《尾巴》

第06节

作者:梁晓声

老苗来了。我妻子也来了。

老苗语焉不祥地问我感觉如何?

我说感觉好极了!

不待他再问什么,我双手握住他一只手,装出一副羞愧无比的样子说——老苗哇,苗主席呀,咱们相处了那么久,我这个人你还不知道么?有时常喜欢无中生有,危言耸听,恶作剧!什么外星人啦,什么“真话拒绝症”啦,什么来自另一个星球惩罚啦,那都是我闲极无聊瞎编的呀!经过在医院里这一个多星期的反省,在医生和护士们的帮助下,我已经认识到开这样的玩笑是很庸俗的了……

老苗就和我妻子对视了一眼。

我妻子以类乎派出所女片儿警审不良少年的语气问:“那,两套警服你哪儿搞来的?”

我说是我从某个摄制组借来的,其目的是为了将假的说成真的一样……

妻又问:“女人贴身的东西呢?”

我说是我早晨散步时,从摊儿上买的。

妻说那可不像是从摊儿上买的。

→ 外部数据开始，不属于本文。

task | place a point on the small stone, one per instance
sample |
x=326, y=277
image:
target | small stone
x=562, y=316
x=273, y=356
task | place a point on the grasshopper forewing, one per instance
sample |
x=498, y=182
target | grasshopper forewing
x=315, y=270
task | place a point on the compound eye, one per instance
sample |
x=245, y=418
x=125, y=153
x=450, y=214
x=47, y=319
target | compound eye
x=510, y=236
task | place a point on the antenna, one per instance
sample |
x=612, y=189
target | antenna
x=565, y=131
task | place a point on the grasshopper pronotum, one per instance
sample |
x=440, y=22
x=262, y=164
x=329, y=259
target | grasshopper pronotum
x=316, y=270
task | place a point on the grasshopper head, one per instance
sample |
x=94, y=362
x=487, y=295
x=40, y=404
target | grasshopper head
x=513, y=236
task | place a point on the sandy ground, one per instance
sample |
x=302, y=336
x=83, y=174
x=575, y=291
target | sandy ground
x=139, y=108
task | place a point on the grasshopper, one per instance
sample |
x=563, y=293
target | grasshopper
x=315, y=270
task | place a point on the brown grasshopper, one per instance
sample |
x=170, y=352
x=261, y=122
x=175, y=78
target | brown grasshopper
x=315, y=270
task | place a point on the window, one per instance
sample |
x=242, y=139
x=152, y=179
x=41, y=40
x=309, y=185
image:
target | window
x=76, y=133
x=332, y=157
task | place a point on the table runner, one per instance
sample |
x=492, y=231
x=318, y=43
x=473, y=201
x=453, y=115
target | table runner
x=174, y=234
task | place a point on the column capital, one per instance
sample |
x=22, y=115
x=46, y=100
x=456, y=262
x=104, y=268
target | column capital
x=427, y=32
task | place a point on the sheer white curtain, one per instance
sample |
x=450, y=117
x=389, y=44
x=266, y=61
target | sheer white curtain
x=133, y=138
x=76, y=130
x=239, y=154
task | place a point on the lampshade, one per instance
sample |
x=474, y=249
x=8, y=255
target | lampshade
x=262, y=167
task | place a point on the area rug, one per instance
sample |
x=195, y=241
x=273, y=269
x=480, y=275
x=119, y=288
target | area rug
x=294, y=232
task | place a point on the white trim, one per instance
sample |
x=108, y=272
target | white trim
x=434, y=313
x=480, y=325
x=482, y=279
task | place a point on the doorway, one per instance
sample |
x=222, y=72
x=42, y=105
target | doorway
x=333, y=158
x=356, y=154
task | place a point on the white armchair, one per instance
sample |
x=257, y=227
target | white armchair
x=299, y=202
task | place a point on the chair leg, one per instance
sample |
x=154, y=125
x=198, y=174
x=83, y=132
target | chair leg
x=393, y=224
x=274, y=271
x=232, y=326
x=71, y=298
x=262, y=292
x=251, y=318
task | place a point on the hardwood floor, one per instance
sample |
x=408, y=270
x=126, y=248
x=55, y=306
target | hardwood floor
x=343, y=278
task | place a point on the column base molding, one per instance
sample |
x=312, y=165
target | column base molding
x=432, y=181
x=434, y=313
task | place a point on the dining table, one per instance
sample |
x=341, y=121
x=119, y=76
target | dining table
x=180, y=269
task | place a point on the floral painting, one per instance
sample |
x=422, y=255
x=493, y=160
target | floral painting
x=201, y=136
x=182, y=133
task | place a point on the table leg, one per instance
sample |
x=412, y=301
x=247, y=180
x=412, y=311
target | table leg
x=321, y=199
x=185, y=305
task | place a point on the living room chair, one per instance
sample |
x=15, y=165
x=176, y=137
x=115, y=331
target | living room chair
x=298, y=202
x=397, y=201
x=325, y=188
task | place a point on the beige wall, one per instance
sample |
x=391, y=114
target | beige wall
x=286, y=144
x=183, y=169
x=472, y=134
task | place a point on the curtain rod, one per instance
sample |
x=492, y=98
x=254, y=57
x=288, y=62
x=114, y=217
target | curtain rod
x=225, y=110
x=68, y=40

像“精品屋”才能买到的东西!说你怎么还在撒谎啊?说你怎么为了骗人,就舍得买那么高级的东西呢?说你是不是“截留”家庭收入,有了“小金库”了呀?……

我诅天咒地发誓,“小金库”是绝对没有的!说买了也不算白买么,老婆你穿么!

妻转脸对老苗说,老苗你听你听,他这叫人话么?你别信他,我看他就是有点儿疯!要让他出院,就直接带你们“作协”去好了!我可不和一个精神病患者共同生活!老苗你能保证我的人身安全呀?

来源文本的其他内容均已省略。